Kabar tentang perang tanding antara Harjuna dan Ekalaya telah tersebar tidak hanya di wilayah padepokan Sokalima, tetapi jauh di luar Sokalima. Di tanah lapang yang biasanya menjadi tempat pendadaran murid-murid Sokalima, malam itu menjadi istimewa. Sejak sore hari ribuan orang mulai berdatangan. Mereka ingin meyaksikan lanjutan pertandingan maha dahsyat di abad ini.
Di tengah kerumunan orang yang jumlahnya mencapai ribuan, Durna berdiri tegar di antara keduanya, Harjuna dan Ekalaya. Detik-detik purnama telah muncul di ufuk timur. Harjuna dan Ekalaya telah mempersiapkan diri. Demi sebuah harga diri, mereka telah siap menghadapi kemungkinan yang paling buruk, yaitu kematian.
Sebentar kemudian perang tanding dimulai. Bayangan keduanya tidak dikenali lagi yang mana Ekalaya dan yang mana Harjuna. Seperti pertandingan pertamanya, sebagian besar dari mereka pandangannya kabur dan kepalanya menjadi pusing.
Sebelum menyadari apa yang terjadi tiba-tiba Harjuna terlempar ke luar arena. Sorak membahana dari penonton menambah bara api di dada Harjuna menjadi semakin menyala. Ia mulai tak sabar, tangannya manyambar busur yang telah disiapkan di pinggir arena. Bruull! Ribuan anak panah keluar dari busurnya. Dengan tenang Ekalaya menyambut hujan panah yang diluncurkan Harjuna.

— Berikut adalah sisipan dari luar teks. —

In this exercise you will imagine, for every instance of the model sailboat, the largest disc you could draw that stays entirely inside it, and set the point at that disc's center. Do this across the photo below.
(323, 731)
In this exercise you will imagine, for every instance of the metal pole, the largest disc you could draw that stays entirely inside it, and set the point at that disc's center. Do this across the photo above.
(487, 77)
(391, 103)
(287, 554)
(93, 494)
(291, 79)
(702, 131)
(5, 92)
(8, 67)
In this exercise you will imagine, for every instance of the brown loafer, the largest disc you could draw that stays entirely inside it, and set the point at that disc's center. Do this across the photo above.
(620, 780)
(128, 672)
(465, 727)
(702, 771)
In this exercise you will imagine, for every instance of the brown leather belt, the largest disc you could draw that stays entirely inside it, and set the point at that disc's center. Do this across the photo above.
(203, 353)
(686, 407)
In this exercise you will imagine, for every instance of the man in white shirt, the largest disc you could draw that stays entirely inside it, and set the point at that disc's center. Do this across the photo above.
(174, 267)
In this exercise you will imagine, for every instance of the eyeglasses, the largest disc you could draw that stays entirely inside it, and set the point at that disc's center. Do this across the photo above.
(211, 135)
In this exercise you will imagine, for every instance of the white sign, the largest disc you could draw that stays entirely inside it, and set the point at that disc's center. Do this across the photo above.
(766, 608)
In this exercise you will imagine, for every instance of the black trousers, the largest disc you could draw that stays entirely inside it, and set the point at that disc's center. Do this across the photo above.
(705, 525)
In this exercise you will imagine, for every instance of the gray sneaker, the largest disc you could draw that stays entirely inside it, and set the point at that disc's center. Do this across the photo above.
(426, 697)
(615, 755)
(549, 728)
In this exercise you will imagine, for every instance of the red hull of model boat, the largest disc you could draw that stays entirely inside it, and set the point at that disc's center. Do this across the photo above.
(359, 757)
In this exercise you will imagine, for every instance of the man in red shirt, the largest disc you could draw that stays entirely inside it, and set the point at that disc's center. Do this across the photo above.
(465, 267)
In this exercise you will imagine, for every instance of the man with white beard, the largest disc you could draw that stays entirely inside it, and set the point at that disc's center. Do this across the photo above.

Hanya hitungan detik patahan anak panah jatuh berserakan di antara Harjuna dan Ekalaya.
Perang adu kesaktian ilmu memanah berlangsung lama. Pada akhirnya Harjuna mengeluarkan pusaka andalan Sokalima yang diwariskan Guru Durna kepadanya yaitu pusaka Gandewa. Pusaka tersebut memancarkan cahaya berkilau yang menyilaukan mata.
Reketek!! Pusaka gandewa ditarik oleh Harjuna. Durna sangat terkejut, ia ingin mencegahnya namun terlambat. Dari pusaka gandewa telah meluncur ribuan anak panah yang tak habis-habisnya, mengarah pada Ekalaya. Semua penonton tercengang memandangnya. Sungguh luar biasa.
Aswatama yang pernah kecewa karena Rama Durna telah mewariskan pusaka dahsyat kyai Gandewa kepada Harjuna, mencemaskan keselamatan Ekalaya sahabatnya yang dihujani ribuan anak panah yang muntah dari busur Gandewa. Wah gawat!! Namun setelah menyaksikan bagaimana Ekalaya menyambut hujan panah yang dilontarkan Harjuna, dengan busur pusaka yang tak kalah dahsyatnya dengan pusaka Gandewa, kecemasan Aswatama berkurang. Namun ketegangan justru semakin bertambah. Tidak saja bagi Aswatama, tetapi juga dirasakan oleh mereka yang menyaksikan ribuan anak panah saling beradu dan meledak-ledak di angkasa Sokalima.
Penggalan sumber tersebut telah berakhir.